Dr. Furter (Tim Curry) refers to himself as a "trans-sexual transvestite from Transylvania" and when he first appears in stilletos, garter belt and heavy make-up, there's more than enough evidence to take him at his word. As with Mel Brooks' Young Frankenstein, the sexuality that's only hinted at in the early "Frankenstein" films of James Whale is made overt. No longer do we have the Father-Creator/Son-Creation love of the first "Frank.." film, this scientist creates "Rocky" as a...toy.

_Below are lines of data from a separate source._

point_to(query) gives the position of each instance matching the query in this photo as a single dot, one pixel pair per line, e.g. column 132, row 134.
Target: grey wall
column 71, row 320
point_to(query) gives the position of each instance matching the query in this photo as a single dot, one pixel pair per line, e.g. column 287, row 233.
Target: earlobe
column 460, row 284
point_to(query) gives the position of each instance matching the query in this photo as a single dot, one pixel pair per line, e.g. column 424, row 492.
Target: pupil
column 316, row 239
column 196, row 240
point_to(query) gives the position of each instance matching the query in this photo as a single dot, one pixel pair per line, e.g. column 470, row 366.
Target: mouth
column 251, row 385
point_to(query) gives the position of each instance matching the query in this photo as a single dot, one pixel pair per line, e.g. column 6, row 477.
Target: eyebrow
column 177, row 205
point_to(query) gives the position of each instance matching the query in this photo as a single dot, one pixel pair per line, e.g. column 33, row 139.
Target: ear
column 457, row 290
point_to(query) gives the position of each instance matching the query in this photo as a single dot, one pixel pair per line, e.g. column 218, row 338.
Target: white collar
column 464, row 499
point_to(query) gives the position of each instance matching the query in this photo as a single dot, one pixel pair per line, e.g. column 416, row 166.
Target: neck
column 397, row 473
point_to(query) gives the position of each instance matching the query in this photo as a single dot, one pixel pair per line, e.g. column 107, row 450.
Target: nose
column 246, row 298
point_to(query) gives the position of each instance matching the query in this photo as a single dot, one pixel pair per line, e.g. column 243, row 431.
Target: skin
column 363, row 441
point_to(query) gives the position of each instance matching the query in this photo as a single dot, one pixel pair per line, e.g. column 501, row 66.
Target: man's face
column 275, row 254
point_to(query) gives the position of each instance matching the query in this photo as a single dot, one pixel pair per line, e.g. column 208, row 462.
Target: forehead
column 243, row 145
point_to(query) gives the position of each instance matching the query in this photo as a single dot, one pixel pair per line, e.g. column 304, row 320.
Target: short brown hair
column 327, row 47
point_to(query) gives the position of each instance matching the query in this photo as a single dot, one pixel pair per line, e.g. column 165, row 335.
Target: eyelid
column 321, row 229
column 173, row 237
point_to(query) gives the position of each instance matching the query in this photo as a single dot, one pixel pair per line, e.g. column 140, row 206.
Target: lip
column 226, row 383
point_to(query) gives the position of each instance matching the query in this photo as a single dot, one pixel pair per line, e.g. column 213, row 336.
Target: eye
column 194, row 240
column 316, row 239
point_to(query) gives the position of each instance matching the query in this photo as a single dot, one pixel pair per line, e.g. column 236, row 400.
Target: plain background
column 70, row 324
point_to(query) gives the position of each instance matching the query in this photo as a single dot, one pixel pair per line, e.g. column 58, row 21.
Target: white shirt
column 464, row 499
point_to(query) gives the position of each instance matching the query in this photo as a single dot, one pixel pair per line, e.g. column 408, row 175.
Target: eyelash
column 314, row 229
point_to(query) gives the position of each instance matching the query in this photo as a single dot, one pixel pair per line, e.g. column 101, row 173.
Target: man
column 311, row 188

It's bizarre. Maybe too bizarre for some.* But as long as the thing takes itself so lightly, it's harmless and engaging. Half-way through the third reel**, however, the film begins to take itself somewhat half-way seriously and bogs itself down.
But there are things to recommend: the special effects of Wally Veevers, who worked on 2001, the performances of the actors familiar and unfamiliar, especially Susan Sarandon (JoeThe Front PageThe Great Waldo Pepper) and one of my favorite actors Charles Gray--he plays every role the same way, and his, by no means, small role as the Narrator of the film is in his finest arch tradition. But the actor who steals the show is Tim Curry, mincing around the thing like Carol Burnett playing Gloria Swanson. Whatever reservations you may have of the film, it is his force of personality and presence that makes the whole thing work as well as it does.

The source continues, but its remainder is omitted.